The Big Picture
The Q&A portion of Fed Chair Powell's testimony on the Coronavirus and CARES Act before the Senate Banking Committee this week was chock full of market-moving insight. That was the case because it produced its fair share of surprises.
The comments that caught everyone's attention -- and which rattled the market -- were his acknowledgment that it is time to retire the word "transitory" when talking about inflation and that he thinks it is time to talk about wrapping up the taper perhaps a few months sooner.
Admittedly, we didn't expect to hear him say that this week, but regular readers know that we think he should have said that months ago.
Inflation on the Fed Chair's Mind
Below are some of the observations from the Fed chair during his testimony:
--The risk of persistent inflation has risen.
--The factors pushing inflation upward will linger well into next year.
--Greater concerns about the virus could reduce people's willingness to work in person, which would slow progress in the labor market and intensify supply-chain disruptions.
--High inflation is a risk to returning to full employment.
--Higher prices have spread more broadly.
--The inflation test we have articulated has clearly been met now.
--It is a good time to retire the word "transitory" for inflation.
--It is appropriate in my view to discuss at the next meeting about wrapping up the taper perhaps a few months sooner.
See any commonalities in the Fed chair's inflation comments? We suspect you do, as it was clear in the fullness of his remarks on inflation that the Fed chair wanted to affect a shift in the market's thinking about the Fed's monetary policy path.
Missing the Mark
When news of the Omicron variant broke the Friday after Thanksgiving, and global equity markets were getting clobbered, there was a quick-footed assumption that it would compel the Fed to take a more cautious-minded approach with its tapering plan, and, by default, with its rate-hike timing.
What Fed Chair Powell did with his remarks, however, was put the market on notice that keeping inflation pressures in check is the new top priority. From our vantage point, satisfying the price stability side of the Fed's dual mandate is now going to supplant achieving maximum employment as the main policy driver.
The Omicron variant is not a risk that has been embedded in the Fed's current forecasts, but even so, Fed Chair Powell made it sound as if the bigger risk related to Omicron is more on the inflation side than on the labor market side of things. Hence, he made it a point to highlight in his prepared remarks that a reduced willingness to work in person could intensify supply-chain disruptions, from which we can infer that there is an expectation that it would contribute to inflation pressures lasting longer.
Effectively, then, the market had to re-think its Black Friday (or Red Friday) assumptions. The Fed, likely, will be adopting a plan to speed up the pace of its tapering plan, such that it is completed now by March or April, as opposed to June.
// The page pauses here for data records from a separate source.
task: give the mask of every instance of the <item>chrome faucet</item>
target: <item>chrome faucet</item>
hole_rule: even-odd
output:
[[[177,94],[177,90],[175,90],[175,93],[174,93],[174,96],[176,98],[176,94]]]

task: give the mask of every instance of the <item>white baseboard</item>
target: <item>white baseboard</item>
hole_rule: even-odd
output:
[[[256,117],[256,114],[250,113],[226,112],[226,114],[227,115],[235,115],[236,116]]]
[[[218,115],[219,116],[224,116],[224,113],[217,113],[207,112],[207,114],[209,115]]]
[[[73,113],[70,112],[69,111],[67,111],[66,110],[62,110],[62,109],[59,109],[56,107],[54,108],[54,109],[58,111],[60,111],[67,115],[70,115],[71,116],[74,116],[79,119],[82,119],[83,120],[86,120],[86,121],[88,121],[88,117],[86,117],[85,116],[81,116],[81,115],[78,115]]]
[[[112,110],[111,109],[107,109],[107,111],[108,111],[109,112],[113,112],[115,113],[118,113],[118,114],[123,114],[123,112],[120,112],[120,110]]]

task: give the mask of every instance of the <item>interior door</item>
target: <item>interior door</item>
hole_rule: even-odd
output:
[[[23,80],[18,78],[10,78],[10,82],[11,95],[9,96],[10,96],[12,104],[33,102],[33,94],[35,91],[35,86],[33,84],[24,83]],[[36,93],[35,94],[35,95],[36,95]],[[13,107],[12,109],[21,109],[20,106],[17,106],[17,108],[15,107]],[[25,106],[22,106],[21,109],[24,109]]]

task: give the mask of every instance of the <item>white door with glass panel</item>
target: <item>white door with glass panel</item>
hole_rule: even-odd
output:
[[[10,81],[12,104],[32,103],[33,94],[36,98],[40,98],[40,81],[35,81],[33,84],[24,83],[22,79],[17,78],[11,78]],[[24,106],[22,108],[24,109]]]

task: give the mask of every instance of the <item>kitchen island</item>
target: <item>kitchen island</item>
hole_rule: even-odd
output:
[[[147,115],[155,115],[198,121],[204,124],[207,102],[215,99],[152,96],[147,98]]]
The Fed will do so to give it more optionality with the timing of its first rate hike off the zero bound, but it will do so because the Fed finally recognizes, with the inflation rate at a 30-year high of 6.2%, the unemployment rate at 4.2%, and the Atlanta Fed's GDPNow model estimating 9.7% growth in Q4 real GDP, that it is ludicrous to still be buying Treasury and agency mortgage-backed securities and holding the target range for the fed funds rate at the zero bound.
We hope, at least, that is what the Fed is recognizing.
From our vantage point, the implication of the Fed chair's remarks before the Senate Banking Committee is that the Fed knows it missed the mark with its transitory inflation view, that it needs to speed things up with its tapering plan, and that the shift is on from a dovish policy stance to a less dovish policy stance.
What It All Means
The candid observations from the Fed chair about inflation have changed the narrative by forcing a re-think of the dovish-minded view the market thought the Omicron variant might trigger at the Fed.
It is also forcing a re-think of lofty equity valuations, which has translated into some sizable losses for many high-multiple growth stocks. It is something we thought would happen with an abrupt shift in policy support.
The ironic thing is that the Fed hasn't even done anything yet to follow through on Fed Chair Powell's remarks. The sensitivity to Fed Chair Powell's pivot, however, underscores just how inflated some stocks had gotten on the expectation that the Fed wasn't anywhere close to raising the fed funds rate.
Now, with the Fed chair suggesting he thinks the tapering pace should happen faster, there is a residual expectation that rate hikes will follow relatively soon after the tapering is complete.
When the first rate hike does happen, the policy rate will still be extraordinarily low. Nonetheless, the abrupt pivot by Fed Chair Powell is tantamount to issuing the first signal that the "party like it's 1999 vibe" is coming to an end.